The standard of proof
This is not a conviction in the court of public opinion. It is a demand for receipts proportional to the $1.74 million these businesses received and the public purpose those dollars were meant to serve. If the paperwork is clean, the owners can end the speculation by releasing it. If it isn’t, the SBA OIG and DOJ’s COVID-19 Fraud Task Force have well-worn playbooks for claw backs and prosecutions.
Have documents, tips, or first-hand knowledge about payroll or revenue at these companies during 2020–2021? Let us know TIPS@UCExaminer.com.








They also received over 140k for cooper farms, somehow
Thorough investigation and excellent reporting! Great job!

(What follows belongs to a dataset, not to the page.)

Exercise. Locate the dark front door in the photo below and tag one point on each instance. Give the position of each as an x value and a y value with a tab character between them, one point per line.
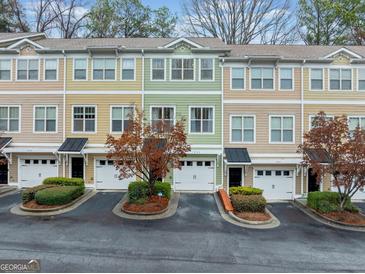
235	176
77	167
313	185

The Coopers are GREAT PEOPLE They are great businessmen They did NOT invent PPL They would have been idiots to have NOT taken advantage of it I compare it to taking a lawful tax deduction What they did with the money they saved is none of my damned buisness Guess it’s none of your either😂
Actually it is our business, it was our tax payer dollars… If they used the loans as intended strictly for payroll purposes then sure everything is above board, but if that’s not the case the need to be investigated. I don’t care what kind of people they are, if they did misuse federal disaster money for personal gain they deserve to be held accountable. And the fact that during the time and after the loans for payroll were taken and forgiven they settled a federal class action lawsuit for wage theft then bought a 2 million dollar boat… The timing and the fact that they already were doing shady payroll stuff invites more scrutiny…
Doesn’t pass the smell test. Unfortunately our government regulator have no interest in doing their jobs as oversight for these “free money” programs. Afterall, it’s OPM.